Intravital microscopy to assess role of CysLT₂R in vascular permeability
We have recently shown that CysLTs evoke CysLT₂R-mediated vascular permeability responses in the ear and in the heart after ischemia/reperfusion injury of TG mice that overexpress human CysLT₂R in vascular endothelium (10 , 11) . To visualize this process and to assess the importance of endogenous CysLT₂R and CysLTs, we undertook an intravital microscopy study with KO mice as well as with TG and WT C57BL/6 mice using the well-established cremaster muscle preparation. We observed strong endogenous small-vessel CysLT₂R expression (Fig. 1) . Fluorescence intensity measurements in vascular preparations from WT and KO mice after administration of FITC-labeled albumin revealed a stable pattern, indicating minimal vascular permeability (Figs. 2 and 3 ) that did not change within 20 min in control experiments. Superfusion of the tissue with CysLTs (5 µM each LTC₄/LTD₄) evoked a strong and rapid increase in vascular permeability over 5–15 min, as measured by increasing extravascular fluorescence intensity in WT mice. However, no effect was observed in KO mouse preparations (Figs. 2 and 3) . In contrast, TG mice showed evidence, even without exogenous CysLT administration, of increased vascular permeability shortly after FITC-albumin injection, attaining greater than 50% the level observed in CysLT-stimulated WT mice (Figs. 2 and 3) . The vessels visualized in these experiments had the same diameter range (WT, 16.9±4.4 µm, n=21; TG, 17.2±2.3 µm, n=22).

View larger version (91K): [in this window] [in a new window]   Figure 2. Intravital microscopy recordings of vascular leakage in cremaster muscle postcapillary venules using FITC-labeled albumin.

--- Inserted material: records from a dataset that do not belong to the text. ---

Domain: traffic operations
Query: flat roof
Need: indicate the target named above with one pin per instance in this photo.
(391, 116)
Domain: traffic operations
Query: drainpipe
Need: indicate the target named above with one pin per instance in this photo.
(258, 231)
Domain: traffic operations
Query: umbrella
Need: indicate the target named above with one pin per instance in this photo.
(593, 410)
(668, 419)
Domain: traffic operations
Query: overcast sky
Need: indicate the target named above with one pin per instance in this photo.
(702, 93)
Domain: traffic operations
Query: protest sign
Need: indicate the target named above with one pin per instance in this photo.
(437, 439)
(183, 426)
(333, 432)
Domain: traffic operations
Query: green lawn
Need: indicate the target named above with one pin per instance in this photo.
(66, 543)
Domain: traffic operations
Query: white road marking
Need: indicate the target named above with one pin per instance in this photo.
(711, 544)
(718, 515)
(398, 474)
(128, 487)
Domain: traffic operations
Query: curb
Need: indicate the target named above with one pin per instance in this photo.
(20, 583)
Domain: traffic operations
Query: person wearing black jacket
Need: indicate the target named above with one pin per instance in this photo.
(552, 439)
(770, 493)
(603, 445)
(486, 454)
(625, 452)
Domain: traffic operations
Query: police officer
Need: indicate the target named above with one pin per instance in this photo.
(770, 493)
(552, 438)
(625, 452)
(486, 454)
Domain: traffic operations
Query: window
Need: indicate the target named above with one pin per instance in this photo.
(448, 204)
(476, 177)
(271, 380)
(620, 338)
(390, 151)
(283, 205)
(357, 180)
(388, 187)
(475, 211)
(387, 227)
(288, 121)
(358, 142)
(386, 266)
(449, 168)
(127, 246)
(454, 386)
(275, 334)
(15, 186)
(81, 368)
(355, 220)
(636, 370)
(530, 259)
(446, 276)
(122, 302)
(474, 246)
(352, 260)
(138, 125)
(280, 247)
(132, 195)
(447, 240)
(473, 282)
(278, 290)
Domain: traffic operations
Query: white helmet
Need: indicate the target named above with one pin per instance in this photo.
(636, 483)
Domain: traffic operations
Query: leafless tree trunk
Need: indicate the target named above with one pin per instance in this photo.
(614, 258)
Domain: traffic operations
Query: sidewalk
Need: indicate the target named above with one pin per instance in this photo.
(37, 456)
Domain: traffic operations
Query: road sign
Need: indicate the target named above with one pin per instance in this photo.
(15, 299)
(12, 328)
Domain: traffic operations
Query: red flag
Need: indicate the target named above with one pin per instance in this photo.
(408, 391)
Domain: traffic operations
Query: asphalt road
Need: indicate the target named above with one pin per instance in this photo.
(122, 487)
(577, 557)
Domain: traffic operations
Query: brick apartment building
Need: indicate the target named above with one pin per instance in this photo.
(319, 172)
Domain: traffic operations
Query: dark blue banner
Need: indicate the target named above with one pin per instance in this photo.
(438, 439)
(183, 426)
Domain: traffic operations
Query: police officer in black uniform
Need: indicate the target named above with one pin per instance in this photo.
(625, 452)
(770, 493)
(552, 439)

One representative mouse cremaster muscle preparation from each of 3 groups expressing normal (WT, top panels), elevated (TG, middle panels), and no (KO, bottom panels) CysLT2R are depicted (n8). Leftmost panels show brightfield images; other panels in each row show fluorescence recordings at indicated time points after administration of FITC-labeled albumin via a jugular vein catheter. Asterisks indicate period of CysLT superfusion of WT and KO preparations. Scale bars = 50 µm.

View larger version (19K): [in this window] [in a new window]   Figure 3. CysLT2R mediates vascular permeability in cremaster muscle postcapillary venules. A) Representative measurements of fluorescence intensity in cremaster muscle preparations from WT (open boxes), TG (filled boxes), and KO (striped boxes) mice used to calculate FITC-albumin leakage. After i.v. FITC-albumin administration, WT and KO mouse preparations were treated after 5 min with LTC4/LTD4 (CysLT) superfusion and 4 min later with the dual CysLT1R/CysLT2R antagonist BAY-u9773. Autogenous leakage in TG preparations was blocked by treatment with BAY-u9773 after 5 min. Neither CysLTs nor BAY-u9773 treatment of KO mouse preparations caused changes in vascular leakage. B) LIFT parameter (mean+SE; see Materials and Methods) was calculated for several experimental conditions: no CysLT treatment (n=17, WT; n=14, TG; n=8, KO); with CysLT (5 µM) stimulation (n=10, WT; n=8, KO); after BAY-u9773 (1 µM) with preceding CysLT stimulation (n=6, WT; n=8, KO); or only with BAY-u9773 treatment (n=6, WT and TG). LIFT is significantly higher (P<0.01) in CysLT-stimulated WT and unstimulated TG vascular preparations compared to the other groups. BAY-u9773 treatment reduced LIFT to almost 0 in WT and TG mice, whereas neither CysLT nor BAY-u9773 treatment of KO mouse vascular preparations showed any change in leakage compared to untreated conditions.

Vascular leakage of FITC-albumin by CysLTs could be quenched rapidly to a level where changes in fluorescence intensity are no longer detectable by application of the dual CysLT₁R/CysLT₂R antagonist BAY-u9773 (1 µM; Fig. 3 ). This effect was observed in vascular preparations from TG and WT mice with and without preceding CysLT stimulation (Fig. 3) . BAY-u9773 treatment, on the other hand, had no visible effect on vascular permeability as measured by fluorescence intensity in the vasculature of KO mice (Fig. 3) .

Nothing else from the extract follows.